Secretive security team for PA. Senate questioned
HARRISBURG PA Jan 8 2018 — They stand guard outside Senate meetings. They keep the peace inside the Senate’s ornate chambers on voting days. They check offices of senators after hours and are supposed to report suspicious activity.
That aside, little is known about the 14-member Senate security force that came under scrutiny last week when its director resigned amid an investigation into sexual harassment allegations.
In many ways, it is a force that is ultimately accountable only to one person: Senate President Pro Tempore Joe Scarnati, R-Jefferson, who appoints its supervisor. Senate officials have blocked the public release of the force’s reports and have answered questions only about its most basic functions and responsibilities.
“There are certain basic [security] metrics the public is entitled to know because the public is paying for it,” said Eric Epstein, a Harrisburg-based good government advocate and coordinator of the voter education group Rock the Capital. “We are not living in a state where you can say ‘just trust me.’ ”
The Senate’s security force is part of a multi-layered security network inside the state Capitol. Though the Capitol Police guard and patrol the state Capitol complex, in Pennsylvania — as in several other states — each chamber in the Legislature has its own security force that ensures that legislative meetings run smoothly and legislative spaces remain safe.
Unlike the Capitol Police, however, the legislative security guards do not carry guns and do not have arrest powers. According to an official job description, security officer duties include protecting “persons and property from … fire, theft, trespass, harassment and other potential hazards.”
Senate security guards are also required to check on Senate offices after hours and fill out detailed log sheets about any “discrepancies.” Depending on what they find, they also could fill out a formal security report.
But unlike the Capitol Police, they do not make even basic information on those reports — such as time, place and a brief description of the incident — public.

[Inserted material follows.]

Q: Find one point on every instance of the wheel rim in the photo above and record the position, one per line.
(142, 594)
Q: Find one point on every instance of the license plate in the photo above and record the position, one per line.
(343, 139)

Security guards have no written guidelines on when they should write detailed reports because of the wide array of incidents they might encounter on the job.
“Our security officers always have to weigh the privacy of members and staff in their offices with the public nature of the offices,” Megan Martin, the Senate’s secretary and parliamentarian, who oversees the Senate security unit, said in an emailed response to questions.
She added: “There is a degree of privacy the senators and staff are expected to be granted and our officers try to recognize this degree of privacy. It is a balance between the public aspect of the offices and the private aspect of holding meetings or conferences, taking calls, conducting legislative business and creating work product in these offices.”
Late last year, the Senate denied requests under the state’s Right-to-Know law by the Pittsburgh Post-Gazette and The Philadelphia Inquirer to divulge reports filed by Senate security officers during several months in 2017, saying they do not meet the definition of a “legislative record” and therefore are not public.
The Senate’s chief clerk, Donetta M. D’Innocenzo, an appointee of Mr. Scarnati, first rejected the records request.
An appeal by the newspapers was then denied by a legislative lawyer after Ms. Martin, also a Scarnati appointee, recused herself because her office oversees the chamber’s security force, which costs about $700,000 a year in salaries.
Last week, Ms. Martin became the acting director of Senate Security after Justin Ferrante, who held that position, resigned under pressure amid an investigation into allegations that he sexually harassed two female subordinates. The Senate hired an outside law firm to investigate the complaints against Mr. Ferrante, who has declined to discuss the matter. State records show his salary was $78,542.
The harassment complaints are not public, and a top Senate official has said only that the inquiry is ongoing.
The Legislature, which wrote the state’s Right-to-Know law nearly a decade ago, shielded much of its work from public access. Only very specific records, such as financial documents, legislation, meeting minutes and policy manuals, are defined as open records.
Ms. Martin, in her emailed response, said security officers — and the subjects of the reports — are the only people who are allowed to view and obtain copies of them. In some instances, including those that involve someone getting injured on the job, the reports could be forwarded to Ms. D’Innocenzo’s office.
Mr. Epstein, the Harrisburg-based activist, called that policy “horse hockey.”
“It doesn’t build confidence,” he said.